De projeto universitário a fenômeno comercial, esta sarcástica ficção high-tech volta para mostrar que é um dos principais nomes da atual indústria do videogame


postado em 26/05/2011 11:40

A heroína Chell é despertada pelo robô estreante no jogo, Wheatley, na Aperture Science, local que foi devastado pelo tempo(foto: Fotos: Valve/Divulgação)
A heroína Chell é despertada pelo robô estreante no jogo, Wheatley, na Aperture Science, local que foi devastado pelo tempo (foto: Fotos: Valve/Divulgação)

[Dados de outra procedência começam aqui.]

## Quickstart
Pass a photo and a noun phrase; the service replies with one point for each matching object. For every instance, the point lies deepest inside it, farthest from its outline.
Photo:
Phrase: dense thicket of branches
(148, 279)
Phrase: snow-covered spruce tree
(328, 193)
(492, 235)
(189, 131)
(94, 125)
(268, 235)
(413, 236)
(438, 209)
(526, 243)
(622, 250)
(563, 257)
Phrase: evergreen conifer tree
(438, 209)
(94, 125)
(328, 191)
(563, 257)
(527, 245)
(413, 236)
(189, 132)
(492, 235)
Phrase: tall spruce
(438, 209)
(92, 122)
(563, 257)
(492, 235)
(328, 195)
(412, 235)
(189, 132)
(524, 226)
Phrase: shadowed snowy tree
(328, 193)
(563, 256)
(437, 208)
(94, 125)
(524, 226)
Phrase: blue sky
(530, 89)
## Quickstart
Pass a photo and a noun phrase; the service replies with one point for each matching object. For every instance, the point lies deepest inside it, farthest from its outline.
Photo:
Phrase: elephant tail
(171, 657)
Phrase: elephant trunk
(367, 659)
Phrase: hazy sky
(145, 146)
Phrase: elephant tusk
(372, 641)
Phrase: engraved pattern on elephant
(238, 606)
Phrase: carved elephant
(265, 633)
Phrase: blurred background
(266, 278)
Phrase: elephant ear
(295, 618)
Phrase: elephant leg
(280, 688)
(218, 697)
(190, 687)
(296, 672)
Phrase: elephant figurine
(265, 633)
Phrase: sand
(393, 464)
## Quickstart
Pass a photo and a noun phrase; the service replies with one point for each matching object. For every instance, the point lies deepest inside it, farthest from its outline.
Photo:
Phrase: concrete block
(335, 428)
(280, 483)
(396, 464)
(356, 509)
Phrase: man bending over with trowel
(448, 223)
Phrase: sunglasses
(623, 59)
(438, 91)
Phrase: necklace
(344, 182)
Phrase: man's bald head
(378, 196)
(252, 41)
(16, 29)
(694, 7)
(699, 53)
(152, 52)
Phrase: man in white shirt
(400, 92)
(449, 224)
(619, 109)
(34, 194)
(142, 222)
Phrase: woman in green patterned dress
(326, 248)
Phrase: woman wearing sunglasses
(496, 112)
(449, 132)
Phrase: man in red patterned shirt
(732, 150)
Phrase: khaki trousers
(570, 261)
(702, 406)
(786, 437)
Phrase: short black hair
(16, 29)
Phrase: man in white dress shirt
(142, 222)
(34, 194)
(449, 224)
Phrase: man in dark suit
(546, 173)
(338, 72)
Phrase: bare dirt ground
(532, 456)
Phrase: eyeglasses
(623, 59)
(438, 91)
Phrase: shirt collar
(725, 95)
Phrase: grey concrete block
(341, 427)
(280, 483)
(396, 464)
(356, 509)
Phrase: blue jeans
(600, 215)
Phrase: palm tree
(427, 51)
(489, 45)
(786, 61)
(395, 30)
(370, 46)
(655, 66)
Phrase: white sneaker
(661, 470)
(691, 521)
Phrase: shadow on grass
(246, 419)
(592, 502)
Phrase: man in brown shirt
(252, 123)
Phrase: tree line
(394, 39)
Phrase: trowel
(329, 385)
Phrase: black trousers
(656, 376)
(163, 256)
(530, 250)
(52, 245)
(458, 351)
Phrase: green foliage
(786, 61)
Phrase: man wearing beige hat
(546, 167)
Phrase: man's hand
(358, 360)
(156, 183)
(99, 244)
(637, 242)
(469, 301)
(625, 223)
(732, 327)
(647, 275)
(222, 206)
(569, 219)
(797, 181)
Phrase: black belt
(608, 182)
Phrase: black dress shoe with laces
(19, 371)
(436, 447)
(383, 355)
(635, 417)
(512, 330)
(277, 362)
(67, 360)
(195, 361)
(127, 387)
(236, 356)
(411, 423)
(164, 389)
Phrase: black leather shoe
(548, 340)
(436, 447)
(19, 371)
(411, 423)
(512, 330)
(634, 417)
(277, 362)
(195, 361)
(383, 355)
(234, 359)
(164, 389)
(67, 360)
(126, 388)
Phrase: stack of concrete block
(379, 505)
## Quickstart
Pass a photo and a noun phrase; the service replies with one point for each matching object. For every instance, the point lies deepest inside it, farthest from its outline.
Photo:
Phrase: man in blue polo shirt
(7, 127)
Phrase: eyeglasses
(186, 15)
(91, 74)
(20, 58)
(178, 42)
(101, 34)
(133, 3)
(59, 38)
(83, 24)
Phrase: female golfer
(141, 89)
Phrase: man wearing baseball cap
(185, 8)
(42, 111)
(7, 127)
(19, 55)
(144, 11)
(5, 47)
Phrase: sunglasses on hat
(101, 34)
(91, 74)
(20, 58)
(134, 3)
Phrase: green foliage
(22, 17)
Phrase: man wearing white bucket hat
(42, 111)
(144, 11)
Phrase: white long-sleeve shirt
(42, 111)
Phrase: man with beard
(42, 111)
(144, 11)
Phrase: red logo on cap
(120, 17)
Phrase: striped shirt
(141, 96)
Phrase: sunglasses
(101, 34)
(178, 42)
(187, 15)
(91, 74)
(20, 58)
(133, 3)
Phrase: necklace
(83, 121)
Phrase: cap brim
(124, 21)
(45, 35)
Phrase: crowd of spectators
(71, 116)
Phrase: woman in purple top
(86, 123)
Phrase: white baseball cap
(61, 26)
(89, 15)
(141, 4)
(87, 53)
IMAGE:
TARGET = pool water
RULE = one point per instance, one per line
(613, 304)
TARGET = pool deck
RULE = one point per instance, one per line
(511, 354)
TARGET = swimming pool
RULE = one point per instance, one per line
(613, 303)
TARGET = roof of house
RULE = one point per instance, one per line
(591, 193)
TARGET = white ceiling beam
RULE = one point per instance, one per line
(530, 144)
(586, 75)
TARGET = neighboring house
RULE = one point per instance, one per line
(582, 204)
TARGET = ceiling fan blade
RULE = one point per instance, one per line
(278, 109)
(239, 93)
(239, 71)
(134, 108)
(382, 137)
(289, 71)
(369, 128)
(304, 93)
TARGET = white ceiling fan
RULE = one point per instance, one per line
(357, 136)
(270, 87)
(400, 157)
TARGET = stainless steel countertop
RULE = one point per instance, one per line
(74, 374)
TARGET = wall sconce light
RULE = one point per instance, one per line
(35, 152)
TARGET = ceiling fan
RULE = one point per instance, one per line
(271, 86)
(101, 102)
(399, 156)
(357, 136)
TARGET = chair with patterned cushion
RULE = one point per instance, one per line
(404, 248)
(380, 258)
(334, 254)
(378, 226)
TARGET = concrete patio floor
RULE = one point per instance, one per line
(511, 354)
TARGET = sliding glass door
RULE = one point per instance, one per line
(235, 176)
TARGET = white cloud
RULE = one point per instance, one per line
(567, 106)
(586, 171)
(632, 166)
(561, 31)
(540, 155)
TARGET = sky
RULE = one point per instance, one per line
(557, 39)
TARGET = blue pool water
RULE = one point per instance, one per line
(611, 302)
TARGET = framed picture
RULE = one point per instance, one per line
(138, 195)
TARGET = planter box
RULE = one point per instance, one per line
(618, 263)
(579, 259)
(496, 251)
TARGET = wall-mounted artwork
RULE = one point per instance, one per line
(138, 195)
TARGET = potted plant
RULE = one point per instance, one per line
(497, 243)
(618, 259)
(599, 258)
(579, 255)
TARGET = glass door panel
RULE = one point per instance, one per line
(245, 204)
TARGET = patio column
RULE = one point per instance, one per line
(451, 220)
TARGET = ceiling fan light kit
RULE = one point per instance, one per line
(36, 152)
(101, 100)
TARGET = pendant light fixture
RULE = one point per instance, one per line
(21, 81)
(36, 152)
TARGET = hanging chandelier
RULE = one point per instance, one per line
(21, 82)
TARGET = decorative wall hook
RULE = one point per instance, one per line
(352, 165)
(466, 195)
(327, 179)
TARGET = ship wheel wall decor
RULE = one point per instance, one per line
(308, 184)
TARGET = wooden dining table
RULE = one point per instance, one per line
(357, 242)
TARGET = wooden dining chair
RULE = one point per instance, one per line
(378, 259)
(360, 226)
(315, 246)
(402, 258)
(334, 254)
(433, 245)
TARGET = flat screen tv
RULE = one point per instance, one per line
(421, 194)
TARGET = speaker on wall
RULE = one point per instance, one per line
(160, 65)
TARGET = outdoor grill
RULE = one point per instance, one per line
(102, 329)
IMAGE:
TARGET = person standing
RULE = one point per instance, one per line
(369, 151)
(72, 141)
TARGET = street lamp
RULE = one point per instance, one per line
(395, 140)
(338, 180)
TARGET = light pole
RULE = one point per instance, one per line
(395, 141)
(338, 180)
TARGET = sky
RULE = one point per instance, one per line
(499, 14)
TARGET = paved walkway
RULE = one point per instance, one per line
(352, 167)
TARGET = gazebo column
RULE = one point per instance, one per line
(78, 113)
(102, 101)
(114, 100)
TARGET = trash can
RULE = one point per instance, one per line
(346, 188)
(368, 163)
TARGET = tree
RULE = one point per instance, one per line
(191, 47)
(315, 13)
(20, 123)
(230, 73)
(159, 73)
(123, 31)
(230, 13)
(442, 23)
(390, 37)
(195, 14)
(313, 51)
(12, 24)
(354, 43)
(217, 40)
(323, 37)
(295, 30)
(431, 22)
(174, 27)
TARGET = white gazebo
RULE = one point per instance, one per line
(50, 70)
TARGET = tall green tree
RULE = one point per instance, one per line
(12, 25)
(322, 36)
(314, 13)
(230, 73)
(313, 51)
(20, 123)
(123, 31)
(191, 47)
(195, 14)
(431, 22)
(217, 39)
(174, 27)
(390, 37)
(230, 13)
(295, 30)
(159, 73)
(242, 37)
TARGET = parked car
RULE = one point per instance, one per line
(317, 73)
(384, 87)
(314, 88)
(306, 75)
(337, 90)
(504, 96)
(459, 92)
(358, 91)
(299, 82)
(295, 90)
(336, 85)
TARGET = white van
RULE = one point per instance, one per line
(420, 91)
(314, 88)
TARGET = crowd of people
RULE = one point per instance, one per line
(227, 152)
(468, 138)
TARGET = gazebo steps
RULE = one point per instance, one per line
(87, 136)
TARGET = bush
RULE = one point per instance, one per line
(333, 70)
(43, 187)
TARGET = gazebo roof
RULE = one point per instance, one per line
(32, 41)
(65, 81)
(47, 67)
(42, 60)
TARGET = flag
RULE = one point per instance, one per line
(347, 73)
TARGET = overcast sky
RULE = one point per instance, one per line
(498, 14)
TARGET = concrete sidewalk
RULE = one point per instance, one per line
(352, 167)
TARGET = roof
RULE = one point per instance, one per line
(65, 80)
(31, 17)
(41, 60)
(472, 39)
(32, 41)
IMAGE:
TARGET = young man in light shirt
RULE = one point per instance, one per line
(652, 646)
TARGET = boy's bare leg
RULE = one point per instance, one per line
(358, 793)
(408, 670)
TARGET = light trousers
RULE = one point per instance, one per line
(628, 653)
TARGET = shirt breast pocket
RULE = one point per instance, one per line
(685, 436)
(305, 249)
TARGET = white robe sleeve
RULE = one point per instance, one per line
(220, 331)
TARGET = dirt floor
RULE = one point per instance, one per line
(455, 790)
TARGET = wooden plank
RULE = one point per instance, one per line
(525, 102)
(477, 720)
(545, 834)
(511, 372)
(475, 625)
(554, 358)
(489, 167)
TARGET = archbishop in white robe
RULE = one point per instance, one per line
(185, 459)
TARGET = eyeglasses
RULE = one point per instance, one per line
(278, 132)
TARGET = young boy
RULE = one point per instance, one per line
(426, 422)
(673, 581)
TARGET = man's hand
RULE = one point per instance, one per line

Grandes games costumam ter origens tão saborosas quanto seus conteúdos. Portal é um deles. Há seis anos, ele era apenas um experimento de um grupo de universitários. Sua continuação, Portal 2, foi lançada em abril como um dos principais nomes da indústria do entretenimento eletrônico, e, provavelmente, estará em todas as listas dos melhores games de 2011. É óbvio que esse é um ótimo jogo, mas seu caminho até o topo é ainda mais extraordinário – e essencial para entender por que ele merece estar lá.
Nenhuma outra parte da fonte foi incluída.